MusicStream Analytics Pipeline
End-to-end music analytics pipeline integrating Spotify and Last.fm APIs, Python-based data processing, and a MySQL database to analyze artist popularity and genre trends.
Python · APIs · ETL · MySQL
Key Insights
- Spotify popularity scores cluster around mid-range engagement levels, with only a small subset of tracks reaching very high visibility.
- Genre classification varies widely across artists, revealing inconsistencies in Spotify's genre tagging that complicate genre-level analysis.

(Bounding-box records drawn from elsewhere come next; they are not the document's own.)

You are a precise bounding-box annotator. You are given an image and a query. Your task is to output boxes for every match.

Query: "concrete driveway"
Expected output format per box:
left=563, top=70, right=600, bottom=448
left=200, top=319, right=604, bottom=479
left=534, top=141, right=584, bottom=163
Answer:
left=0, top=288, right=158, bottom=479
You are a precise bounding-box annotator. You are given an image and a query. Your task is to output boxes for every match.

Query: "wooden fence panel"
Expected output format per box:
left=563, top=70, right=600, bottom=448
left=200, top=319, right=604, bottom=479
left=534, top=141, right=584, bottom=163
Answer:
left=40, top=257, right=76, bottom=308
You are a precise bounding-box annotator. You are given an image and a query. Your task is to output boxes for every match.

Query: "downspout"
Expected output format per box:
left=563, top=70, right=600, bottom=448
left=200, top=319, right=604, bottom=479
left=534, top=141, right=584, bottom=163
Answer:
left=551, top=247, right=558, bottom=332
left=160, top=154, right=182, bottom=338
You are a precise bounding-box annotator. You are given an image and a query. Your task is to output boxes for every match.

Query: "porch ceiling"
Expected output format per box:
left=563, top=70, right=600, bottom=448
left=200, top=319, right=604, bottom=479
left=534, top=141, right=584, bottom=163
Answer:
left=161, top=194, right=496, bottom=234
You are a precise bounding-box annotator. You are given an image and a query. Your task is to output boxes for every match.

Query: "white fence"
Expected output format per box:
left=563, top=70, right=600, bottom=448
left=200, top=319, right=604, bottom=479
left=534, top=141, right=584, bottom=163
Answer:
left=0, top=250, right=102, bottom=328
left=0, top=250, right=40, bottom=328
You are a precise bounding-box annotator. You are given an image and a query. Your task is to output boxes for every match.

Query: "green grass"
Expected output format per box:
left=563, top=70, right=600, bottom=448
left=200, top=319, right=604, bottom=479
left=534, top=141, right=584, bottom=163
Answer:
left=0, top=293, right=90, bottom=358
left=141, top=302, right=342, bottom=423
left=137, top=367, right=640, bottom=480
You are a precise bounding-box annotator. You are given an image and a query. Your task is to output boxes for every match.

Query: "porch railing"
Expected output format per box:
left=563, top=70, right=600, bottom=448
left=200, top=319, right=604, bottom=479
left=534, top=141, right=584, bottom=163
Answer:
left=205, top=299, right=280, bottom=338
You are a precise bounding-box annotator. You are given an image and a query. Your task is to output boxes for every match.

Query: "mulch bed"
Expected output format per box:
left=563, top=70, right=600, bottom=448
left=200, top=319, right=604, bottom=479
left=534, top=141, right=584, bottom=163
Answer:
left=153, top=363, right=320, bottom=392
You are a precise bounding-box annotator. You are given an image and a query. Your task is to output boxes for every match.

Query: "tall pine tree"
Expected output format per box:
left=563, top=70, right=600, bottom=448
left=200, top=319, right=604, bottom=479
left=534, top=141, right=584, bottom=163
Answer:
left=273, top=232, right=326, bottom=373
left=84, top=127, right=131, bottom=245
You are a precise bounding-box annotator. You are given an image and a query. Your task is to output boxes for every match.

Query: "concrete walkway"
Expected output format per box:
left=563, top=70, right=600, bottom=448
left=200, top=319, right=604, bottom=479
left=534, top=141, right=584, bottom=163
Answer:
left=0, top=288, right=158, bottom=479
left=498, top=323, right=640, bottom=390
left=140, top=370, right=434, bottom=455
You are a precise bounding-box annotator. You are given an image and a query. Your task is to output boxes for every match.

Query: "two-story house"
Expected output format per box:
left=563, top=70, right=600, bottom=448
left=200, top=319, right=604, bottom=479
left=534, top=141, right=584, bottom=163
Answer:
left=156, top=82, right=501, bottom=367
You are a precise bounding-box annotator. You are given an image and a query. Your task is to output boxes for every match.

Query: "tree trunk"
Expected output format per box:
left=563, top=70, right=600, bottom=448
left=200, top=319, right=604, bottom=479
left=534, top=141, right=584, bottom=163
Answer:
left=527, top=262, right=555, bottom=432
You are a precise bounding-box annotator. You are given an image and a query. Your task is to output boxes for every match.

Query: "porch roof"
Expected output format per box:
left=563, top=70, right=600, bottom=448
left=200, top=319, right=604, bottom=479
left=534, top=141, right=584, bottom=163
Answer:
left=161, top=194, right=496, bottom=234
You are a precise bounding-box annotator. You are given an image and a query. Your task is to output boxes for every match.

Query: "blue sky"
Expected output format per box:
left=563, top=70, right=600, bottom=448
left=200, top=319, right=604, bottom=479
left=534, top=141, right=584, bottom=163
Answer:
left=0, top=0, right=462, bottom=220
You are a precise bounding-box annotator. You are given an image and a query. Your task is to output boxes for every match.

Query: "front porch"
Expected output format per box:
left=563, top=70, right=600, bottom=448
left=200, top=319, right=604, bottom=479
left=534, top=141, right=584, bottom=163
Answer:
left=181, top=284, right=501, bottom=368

- Combining Spotify and Last.fm data provided richer artist context, highlighting differences between platform popularity metrics and listener engagement.
Project Overview
MusicStream is an end-to-end data pipeline project designed to analyze trends in music popularity by integrating data from the Spotify and Last.fm APIs. The project involved extracting song and artist metadata, enriching records across platforms, and storing the results in a relational MySQL database for analysis.
The workflow covered the full analytics pipeline, including API integration, data extraction, transformation, database design, and SQL-based analysis. The resulting dataset enabled exploration of artist popularity, genre trends, and listening patterns across the sampled music catalog.
What I Worked On
- Configured developer access and authentication for the Spotify and Last.fm APIs to enable automated data extraction.
- Built Python workflows to retrieve music metadata including tracks, artists, genres, and popularity metrics from Spotify.
- Enriched Spotify track data with additional artist information from Last.fm such as biographies, listener statistics, and play counts.
- Used Selenium and BeautifulSoup to extract and clean artist biographies when API responses returned partial or truncated content.
- Designed and implemented a MySQL relational database to store the integrated datasets.
- Wrote SQL queries to analyze artist popularity, song counts, and genre-level listening trends.